VGD doesn't solve all the issues I mention in the rest of the post, but it removes the slowness out of the mix. As we have a production implementation ready to be tested thoroughly, we can make all kinds of measurements that fall out of the purview of verification, but into the realm of testing. It levels the playing field between the verified realm of computing and the unverified one, reducing the downsides of the verification leveraging testing.

I would like to state it once more for everyone:

I see the appeal, I like the idea, I trust the researchers building these systems, but I don't love the overarching promises. This blog post is my attempt at building a reasonable middle ground by laying out the goods, and the bads, and make my closing remarks by reiterating the position of testing in this space, and in the future.

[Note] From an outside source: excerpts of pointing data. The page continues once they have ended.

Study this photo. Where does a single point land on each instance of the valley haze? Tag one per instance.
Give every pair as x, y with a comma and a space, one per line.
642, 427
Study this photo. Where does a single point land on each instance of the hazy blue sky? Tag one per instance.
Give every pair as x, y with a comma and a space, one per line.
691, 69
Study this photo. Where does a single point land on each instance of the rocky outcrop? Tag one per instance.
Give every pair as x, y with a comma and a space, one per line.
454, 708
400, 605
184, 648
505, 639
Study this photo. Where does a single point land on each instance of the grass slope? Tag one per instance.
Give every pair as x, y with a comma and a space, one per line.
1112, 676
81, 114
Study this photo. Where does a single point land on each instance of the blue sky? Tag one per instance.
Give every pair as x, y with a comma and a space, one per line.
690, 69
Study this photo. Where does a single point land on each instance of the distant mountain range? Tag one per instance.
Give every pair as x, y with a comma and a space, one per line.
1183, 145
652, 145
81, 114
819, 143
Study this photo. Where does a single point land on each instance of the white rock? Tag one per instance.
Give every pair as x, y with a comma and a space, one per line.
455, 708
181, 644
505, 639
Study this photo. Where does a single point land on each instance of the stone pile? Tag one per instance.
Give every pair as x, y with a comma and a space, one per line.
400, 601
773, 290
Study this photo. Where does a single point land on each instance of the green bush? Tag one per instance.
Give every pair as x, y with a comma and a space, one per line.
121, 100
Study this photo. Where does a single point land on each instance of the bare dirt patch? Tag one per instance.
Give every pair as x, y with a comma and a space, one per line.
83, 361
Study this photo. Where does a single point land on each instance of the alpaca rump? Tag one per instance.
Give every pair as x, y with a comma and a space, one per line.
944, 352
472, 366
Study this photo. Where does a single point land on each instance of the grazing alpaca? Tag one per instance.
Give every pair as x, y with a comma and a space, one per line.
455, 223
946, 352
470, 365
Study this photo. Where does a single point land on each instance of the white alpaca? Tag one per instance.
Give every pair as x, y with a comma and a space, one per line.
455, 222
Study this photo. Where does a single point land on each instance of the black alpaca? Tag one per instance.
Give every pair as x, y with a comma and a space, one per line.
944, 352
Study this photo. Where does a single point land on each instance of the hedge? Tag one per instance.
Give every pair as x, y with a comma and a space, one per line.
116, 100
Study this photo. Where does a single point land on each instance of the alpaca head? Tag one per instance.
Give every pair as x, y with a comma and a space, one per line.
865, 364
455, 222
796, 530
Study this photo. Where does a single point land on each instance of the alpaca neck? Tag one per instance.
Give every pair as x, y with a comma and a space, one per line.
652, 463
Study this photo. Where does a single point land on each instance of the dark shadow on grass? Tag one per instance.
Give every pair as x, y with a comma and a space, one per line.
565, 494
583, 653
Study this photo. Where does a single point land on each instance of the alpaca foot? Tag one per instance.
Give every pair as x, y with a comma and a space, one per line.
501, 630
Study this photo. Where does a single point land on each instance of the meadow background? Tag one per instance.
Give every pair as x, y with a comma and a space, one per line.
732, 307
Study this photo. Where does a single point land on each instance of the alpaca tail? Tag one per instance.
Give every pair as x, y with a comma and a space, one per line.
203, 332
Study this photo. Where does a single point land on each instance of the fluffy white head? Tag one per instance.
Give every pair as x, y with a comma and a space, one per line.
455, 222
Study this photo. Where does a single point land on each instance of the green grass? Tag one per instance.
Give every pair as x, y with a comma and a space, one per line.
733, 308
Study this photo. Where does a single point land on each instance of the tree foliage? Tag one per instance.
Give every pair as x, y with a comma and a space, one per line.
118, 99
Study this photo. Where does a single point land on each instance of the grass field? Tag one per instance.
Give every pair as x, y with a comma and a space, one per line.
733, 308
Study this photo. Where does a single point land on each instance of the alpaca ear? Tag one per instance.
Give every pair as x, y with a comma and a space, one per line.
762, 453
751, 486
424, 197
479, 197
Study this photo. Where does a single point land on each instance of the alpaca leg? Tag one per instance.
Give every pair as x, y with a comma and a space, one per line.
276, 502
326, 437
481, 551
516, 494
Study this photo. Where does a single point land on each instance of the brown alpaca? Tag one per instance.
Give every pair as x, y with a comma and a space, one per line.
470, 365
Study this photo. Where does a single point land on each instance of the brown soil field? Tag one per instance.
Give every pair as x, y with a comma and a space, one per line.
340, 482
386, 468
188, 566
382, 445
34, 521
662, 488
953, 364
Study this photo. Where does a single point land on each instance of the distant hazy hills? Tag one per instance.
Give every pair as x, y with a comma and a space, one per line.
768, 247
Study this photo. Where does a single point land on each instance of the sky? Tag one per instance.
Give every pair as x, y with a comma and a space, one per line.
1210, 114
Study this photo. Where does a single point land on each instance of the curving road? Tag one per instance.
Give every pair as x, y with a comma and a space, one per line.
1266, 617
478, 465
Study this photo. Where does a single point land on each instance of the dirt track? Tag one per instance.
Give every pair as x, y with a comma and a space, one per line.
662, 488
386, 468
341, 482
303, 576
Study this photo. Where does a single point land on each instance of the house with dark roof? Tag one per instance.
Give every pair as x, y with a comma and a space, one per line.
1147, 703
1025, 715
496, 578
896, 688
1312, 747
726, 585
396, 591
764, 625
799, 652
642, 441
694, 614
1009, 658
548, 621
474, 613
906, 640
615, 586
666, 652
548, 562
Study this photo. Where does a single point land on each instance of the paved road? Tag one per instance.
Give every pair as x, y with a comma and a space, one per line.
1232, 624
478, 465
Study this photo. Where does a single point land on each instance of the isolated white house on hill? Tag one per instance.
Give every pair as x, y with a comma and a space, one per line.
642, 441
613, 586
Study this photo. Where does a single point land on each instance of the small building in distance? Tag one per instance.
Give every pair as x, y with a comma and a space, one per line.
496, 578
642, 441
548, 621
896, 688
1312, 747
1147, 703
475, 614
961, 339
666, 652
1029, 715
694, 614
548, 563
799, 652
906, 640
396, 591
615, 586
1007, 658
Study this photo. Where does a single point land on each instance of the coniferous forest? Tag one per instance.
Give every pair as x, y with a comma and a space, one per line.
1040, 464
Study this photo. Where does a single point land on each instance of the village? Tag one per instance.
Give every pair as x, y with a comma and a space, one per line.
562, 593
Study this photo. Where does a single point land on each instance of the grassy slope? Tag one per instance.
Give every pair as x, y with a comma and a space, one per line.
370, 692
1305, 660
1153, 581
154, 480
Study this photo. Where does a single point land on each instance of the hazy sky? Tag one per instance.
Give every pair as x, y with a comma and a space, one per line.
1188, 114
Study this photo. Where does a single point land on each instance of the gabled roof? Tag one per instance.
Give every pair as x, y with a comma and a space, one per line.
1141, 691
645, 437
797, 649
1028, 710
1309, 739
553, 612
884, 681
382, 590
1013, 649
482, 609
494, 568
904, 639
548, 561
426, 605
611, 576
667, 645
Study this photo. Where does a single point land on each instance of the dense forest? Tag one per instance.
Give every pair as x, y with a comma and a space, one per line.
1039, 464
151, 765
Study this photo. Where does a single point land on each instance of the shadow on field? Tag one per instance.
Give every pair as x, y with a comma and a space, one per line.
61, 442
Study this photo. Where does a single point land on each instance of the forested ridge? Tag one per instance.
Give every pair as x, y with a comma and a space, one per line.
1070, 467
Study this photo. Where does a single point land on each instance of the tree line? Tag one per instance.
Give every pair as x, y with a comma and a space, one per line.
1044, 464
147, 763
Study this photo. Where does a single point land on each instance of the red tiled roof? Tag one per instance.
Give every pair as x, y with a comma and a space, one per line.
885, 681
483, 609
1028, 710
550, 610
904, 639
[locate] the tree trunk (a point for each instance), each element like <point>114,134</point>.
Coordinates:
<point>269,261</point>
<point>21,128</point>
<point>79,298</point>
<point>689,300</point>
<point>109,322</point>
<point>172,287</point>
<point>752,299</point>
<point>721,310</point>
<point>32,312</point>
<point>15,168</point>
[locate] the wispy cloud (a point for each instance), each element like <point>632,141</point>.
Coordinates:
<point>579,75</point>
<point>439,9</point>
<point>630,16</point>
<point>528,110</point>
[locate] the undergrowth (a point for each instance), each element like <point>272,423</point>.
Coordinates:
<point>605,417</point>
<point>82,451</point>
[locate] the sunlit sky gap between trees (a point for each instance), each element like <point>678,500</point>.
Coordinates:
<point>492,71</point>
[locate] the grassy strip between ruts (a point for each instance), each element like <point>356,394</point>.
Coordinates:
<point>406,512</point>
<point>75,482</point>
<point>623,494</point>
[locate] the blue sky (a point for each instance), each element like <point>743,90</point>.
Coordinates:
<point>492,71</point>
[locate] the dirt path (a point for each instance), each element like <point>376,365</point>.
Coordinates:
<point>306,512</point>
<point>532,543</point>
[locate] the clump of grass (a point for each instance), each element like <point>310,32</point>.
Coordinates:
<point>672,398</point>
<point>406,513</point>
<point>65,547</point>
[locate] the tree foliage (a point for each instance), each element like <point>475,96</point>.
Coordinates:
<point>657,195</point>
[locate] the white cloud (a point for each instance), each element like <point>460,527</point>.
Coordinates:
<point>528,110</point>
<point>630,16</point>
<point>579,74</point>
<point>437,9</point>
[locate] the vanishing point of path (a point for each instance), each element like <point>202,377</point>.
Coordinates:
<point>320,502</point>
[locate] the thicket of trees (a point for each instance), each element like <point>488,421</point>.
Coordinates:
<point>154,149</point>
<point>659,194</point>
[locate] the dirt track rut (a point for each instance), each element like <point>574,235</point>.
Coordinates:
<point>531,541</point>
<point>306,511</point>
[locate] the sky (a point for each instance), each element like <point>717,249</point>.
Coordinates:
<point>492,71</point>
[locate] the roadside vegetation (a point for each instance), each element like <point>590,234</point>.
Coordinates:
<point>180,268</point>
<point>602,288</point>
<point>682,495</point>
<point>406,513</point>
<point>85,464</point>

I believe random testing plays as important of a role as formal verification in the future of software engineering. We will not have magically formally verified systems in many domains, but as autoformalization tools get better, we will have many, many more formal specifications. Random testing benefits from these formal specifications in different ways than formal verification, but both have their places. Proof systems will be incomplete without the accompanying testing tools, and the testing tools will be incomplete without proofs of correctness, it is only possible via some combination of verification and testing that we can achieve our ideals of the future of software engineering, live in a world where bugs are considered anomalies instead of the norm, where correctness is a virtue, and the bugs in our systems are as old and as forgotten as the diseases we learned to cure and put away.